ミュレーは金属製のハーフプレートにストッキングの上からチェニックワンピースを着ている。
こちらは皮革のレームに蝋を縫って仕上げることで消音性を上げている。
「何で私だけこんなに重装備なの? 正直動きにくいんだけど」
「0.1mm程度の厚さで仕上げていますが、それでも炭素鋼ですから店売りのプレートよりは硬くて軽いですよ」
「ふーん、よくわかんない」
「パティは前に出るんだからそれくらいの装備はないと駄目よ」
しかし、パティの言い分も判らなくはない。
魔物の爪や牙による攻撃は皮革程度でも充分抑止可能だ。
それに加えてこちらが先手を取れるので、なるだけ音がでない装備をつけた方が好ましい。
内部に着込むプロテクターのような防具の方がいいのかもしれない。
(専門家がいるといいんだが……)
俺達は準備を済ませると討伐目標のいる地点に向かって歩き出す。
広域アナライズによると目標は近くにいるようだが。
若干進行方向がずれている。
いや……
「急ぎましょうか」
「あっ、ちょっと待ちなさいよ」
「待ってパティ、声が聞こえる…これは」
進行方向に襲われている町人の姿が見える。
手には鉈を持ち子供を庇うように魔物に相対する男。
親子か? 俺はナイフの止め具を外すと6匹いるゴブリンの集団目掛けナイフを投擲する。
あれだけ密集してればどれかに当たるだろう、いや、注意を逸らすだけでいい。
(しまったな、銃を持ってくるべきだった)
「おぉぉぉぉっ!」
鬨の声を上げると 魔物達がこちらへと一斉に注目する。
ナイフは一体の腕を切りつけるもの の弾かれてしまった。
「にゃぁぁぁぁっ!」
「えっ、あっ……」
こちらの意図を汲んだのか、背後から気の抜けるパティの鬨の声が聞こえる。
にゃーってキミ。
先導する俺は背後にいる仲間にハンドサインで指示を出す。
パティと俺は左右に散開。ミュレーは弓の準備。

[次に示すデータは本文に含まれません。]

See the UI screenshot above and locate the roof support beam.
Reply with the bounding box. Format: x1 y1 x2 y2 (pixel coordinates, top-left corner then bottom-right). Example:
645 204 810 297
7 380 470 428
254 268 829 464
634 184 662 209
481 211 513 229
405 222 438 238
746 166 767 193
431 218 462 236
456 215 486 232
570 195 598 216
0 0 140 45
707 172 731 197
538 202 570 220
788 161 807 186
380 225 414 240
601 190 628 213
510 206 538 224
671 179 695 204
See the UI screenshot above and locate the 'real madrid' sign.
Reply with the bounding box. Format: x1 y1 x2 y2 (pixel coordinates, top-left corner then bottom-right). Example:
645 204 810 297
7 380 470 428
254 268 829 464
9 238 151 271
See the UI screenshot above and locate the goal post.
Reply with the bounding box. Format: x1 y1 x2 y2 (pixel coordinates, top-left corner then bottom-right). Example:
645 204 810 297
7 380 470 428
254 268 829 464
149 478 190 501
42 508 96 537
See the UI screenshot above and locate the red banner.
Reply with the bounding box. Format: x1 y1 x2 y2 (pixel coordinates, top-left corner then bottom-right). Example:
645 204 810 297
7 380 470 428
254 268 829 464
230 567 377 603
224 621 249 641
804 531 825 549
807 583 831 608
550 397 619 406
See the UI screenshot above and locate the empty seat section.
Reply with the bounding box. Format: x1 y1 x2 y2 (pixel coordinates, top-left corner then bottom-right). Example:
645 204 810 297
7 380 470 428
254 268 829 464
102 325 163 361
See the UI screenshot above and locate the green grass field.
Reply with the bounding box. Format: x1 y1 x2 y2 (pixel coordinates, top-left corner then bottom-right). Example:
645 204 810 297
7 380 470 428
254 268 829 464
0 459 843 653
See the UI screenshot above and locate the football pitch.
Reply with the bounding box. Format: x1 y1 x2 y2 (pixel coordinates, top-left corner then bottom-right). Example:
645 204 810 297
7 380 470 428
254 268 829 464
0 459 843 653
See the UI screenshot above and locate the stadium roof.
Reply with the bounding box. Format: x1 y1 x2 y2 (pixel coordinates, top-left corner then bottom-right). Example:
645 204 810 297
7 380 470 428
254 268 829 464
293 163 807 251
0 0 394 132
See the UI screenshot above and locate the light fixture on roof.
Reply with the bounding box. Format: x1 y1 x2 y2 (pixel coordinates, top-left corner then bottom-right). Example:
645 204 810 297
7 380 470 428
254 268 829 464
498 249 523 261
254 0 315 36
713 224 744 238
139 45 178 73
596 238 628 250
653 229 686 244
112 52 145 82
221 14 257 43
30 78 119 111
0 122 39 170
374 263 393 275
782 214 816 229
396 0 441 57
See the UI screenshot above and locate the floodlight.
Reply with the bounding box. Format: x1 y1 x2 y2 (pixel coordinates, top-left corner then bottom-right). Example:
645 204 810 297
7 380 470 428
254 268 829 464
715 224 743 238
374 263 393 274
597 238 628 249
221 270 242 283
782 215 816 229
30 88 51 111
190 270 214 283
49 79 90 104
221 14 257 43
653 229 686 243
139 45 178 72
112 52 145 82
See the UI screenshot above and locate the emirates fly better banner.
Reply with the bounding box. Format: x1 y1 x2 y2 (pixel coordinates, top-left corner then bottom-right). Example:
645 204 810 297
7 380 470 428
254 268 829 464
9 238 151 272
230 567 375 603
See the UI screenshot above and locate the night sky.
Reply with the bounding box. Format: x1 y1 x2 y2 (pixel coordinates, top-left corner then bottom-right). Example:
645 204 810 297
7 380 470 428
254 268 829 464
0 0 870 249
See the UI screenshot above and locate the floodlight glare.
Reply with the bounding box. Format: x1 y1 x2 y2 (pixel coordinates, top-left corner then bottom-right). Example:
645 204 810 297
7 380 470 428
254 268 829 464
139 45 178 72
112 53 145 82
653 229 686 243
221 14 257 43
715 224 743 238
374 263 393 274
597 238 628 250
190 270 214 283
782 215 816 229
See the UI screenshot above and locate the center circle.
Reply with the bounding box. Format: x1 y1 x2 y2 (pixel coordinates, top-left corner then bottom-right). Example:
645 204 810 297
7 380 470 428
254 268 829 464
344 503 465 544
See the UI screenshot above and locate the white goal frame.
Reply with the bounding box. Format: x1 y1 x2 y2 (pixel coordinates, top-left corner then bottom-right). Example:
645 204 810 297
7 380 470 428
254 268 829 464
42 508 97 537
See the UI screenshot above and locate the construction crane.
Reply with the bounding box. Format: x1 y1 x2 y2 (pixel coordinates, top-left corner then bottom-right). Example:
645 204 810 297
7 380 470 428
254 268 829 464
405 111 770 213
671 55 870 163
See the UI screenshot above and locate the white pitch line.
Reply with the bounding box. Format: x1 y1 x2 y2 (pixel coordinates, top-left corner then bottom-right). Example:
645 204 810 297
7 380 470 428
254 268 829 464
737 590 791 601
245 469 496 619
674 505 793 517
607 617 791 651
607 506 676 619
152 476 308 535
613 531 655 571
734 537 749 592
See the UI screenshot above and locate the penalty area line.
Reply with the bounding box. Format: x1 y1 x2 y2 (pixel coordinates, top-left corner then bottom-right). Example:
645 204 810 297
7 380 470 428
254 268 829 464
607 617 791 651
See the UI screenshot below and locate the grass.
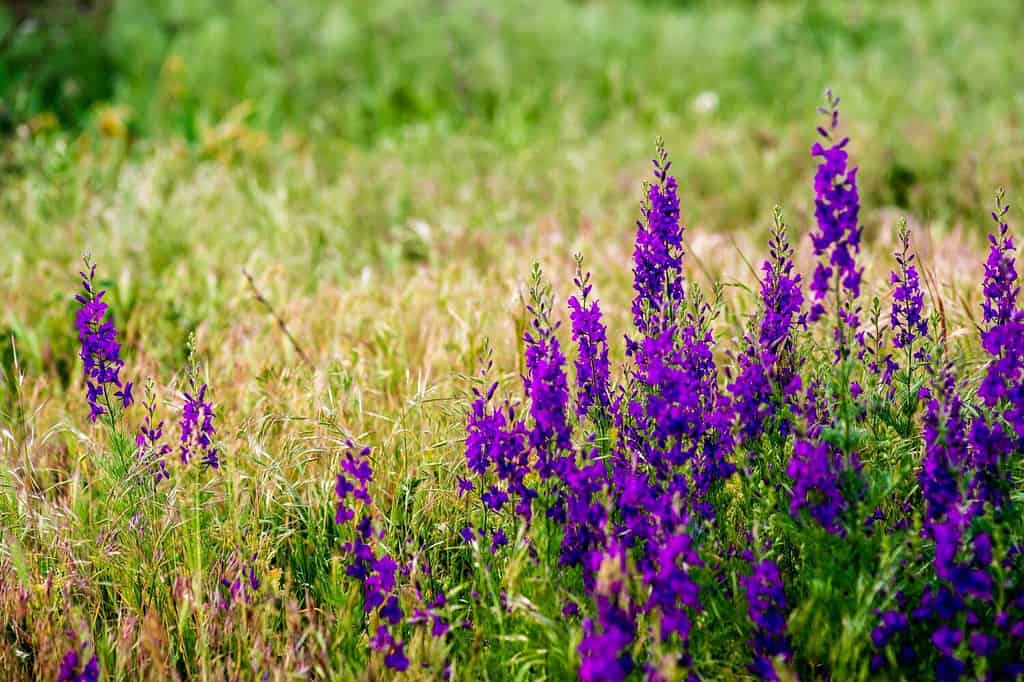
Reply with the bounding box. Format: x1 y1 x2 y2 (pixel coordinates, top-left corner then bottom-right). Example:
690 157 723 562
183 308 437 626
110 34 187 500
0 0 1024 679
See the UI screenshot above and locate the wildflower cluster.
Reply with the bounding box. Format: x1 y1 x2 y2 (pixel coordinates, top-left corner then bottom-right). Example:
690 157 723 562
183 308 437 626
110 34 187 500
334 441 409 672
75 257 135 421
810 92 863 358
460 94 1024 680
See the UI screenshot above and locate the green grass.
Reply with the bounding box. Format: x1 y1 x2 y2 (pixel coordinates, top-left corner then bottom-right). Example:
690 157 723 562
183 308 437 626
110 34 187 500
0 0 1024 679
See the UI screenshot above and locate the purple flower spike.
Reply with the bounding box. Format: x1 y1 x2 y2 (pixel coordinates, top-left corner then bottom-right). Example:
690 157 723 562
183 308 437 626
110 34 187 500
729 208 804 442
178 373 220 469
633 140 683 336
57 631 99 682
135 387 172 482
75 256 135 421
740 559 793 680
810 91 863 357
568 256 609 417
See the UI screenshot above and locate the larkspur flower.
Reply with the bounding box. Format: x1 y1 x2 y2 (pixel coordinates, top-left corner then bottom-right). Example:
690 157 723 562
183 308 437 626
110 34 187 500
75 257 135 421
627 288 735 518
810 91 863 358
740 559 793 680
919 364 971 528
889 219 928 352
370 626 409 673
971 193 1024 499
463 372 538 523
135 386 172 482
568 256 610 417
579 543 637 682
217 551 262 610
981 190 1022 329
786 438 857 536
633 140 683 336
335 440 409 672
643 532 703 649
178 373 220 469
522 263 572 479
729 207 804 442
57 631 99 682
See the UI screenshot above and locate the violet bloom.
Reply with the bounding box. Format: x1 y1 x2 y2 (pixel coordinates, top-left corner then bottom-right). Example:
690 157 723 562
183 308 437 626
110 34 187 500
626 301 735 518
75 257 134 421
633 141 683 336
810 91 863 356
410 592 452 639
178 373 220 469
579 542 637 682
981 190 1021 329
785 438 848 536
643 532 703 648
57 632 99 682
370 626 409 673
466 374 538 523
729 208 804 442
971 193 1024 499
568 257 609 417
882 220 928 384
135 393 172 482
522 263 572 479
740 559 793 680
334 441 374 523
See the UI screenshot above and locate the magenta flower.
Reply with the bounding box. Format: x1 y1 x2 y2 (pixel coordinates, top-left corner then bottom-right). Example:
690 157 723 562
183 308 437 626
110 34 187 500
75 256 135 421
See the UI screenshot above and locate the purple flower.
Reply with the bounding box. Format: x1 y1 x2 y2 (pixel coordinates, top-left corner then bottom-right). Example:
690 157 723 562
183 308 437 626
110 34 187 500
889 220 928 352
643 532 703 645
633 141 683 336
178 372 220 469
785 438 856 536
522 263 572 479
75 257 134 421
810 91 863 358
918 365 971 527
740 559 793 680
490 528 509 554
568 256 609 417
580 543 637 682
981 190 1021 329
729 208 804 442
57 631 99 682
135 388 172 482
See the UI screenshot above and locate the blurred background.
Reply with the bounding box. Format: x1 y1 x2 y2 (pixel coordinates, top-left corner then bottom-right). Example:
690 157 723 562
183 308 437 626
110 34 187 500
0 0 1024 378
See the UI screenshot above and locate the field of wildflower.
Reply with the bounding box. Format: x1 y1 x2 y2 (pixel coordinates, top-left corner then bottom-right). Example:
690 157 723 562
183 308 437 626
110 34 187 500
0 0 1024 682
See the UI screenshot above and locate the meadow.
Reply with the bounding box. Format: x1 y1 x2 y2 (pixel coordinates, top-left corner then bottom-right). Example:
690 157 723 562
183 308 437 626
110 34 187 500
0 0 1024 680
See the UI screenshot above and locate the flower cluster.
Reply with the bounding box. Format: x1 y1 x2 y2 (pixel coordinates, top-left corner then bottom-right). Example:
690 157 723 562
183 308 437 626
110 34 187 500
633 142 683 335
75 257 134 421
882 220 928 384
810 92 863 356
135 386 171 482
580 543 637 682
335 441 409 672
729 208 804 443
178 372 220 469
785 438 857 536
569 257 610 417
740 557 793 680
217 552 262 610
57 630 99 682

何時もどおりの布陣だ。
「ふっ!」
ゴブリンの横っ面に俺の振るったメイスが直撃する。
親子が木陰に避難したのを横目で確認、良し。
パティは早速2体を仕留めている。
残り3体。
「撃てます!」
ミュレーの合図に合わせて俺達は射線を開ける。
風切り音と共に矢がゴブリンの頭蓋を突き破る。
残り2体。
「よっと!」
パティが回転しながら返す刃でゴブリンの首を刎ねる、ガントレットの重さを上手く利用した遠心攻撃だ。
ちなみに俺は攻めあぐねている。
掴みかかってくるゴブリンを上手いこと地面に転がすと倒れているゴブリンの頭部にメイスを振り下ろす。
泥仕合です。
「これで全部ですね」
「襲われてた人達は!?」
俺が注目のハンドサインを出すと、パティがその方向へ目を向ける。
中年の男の足元で1人の幼女が恐る恐るとこちらの様子を伺うのが見えると、パティは今まで見せた事のない笑顔で答えた。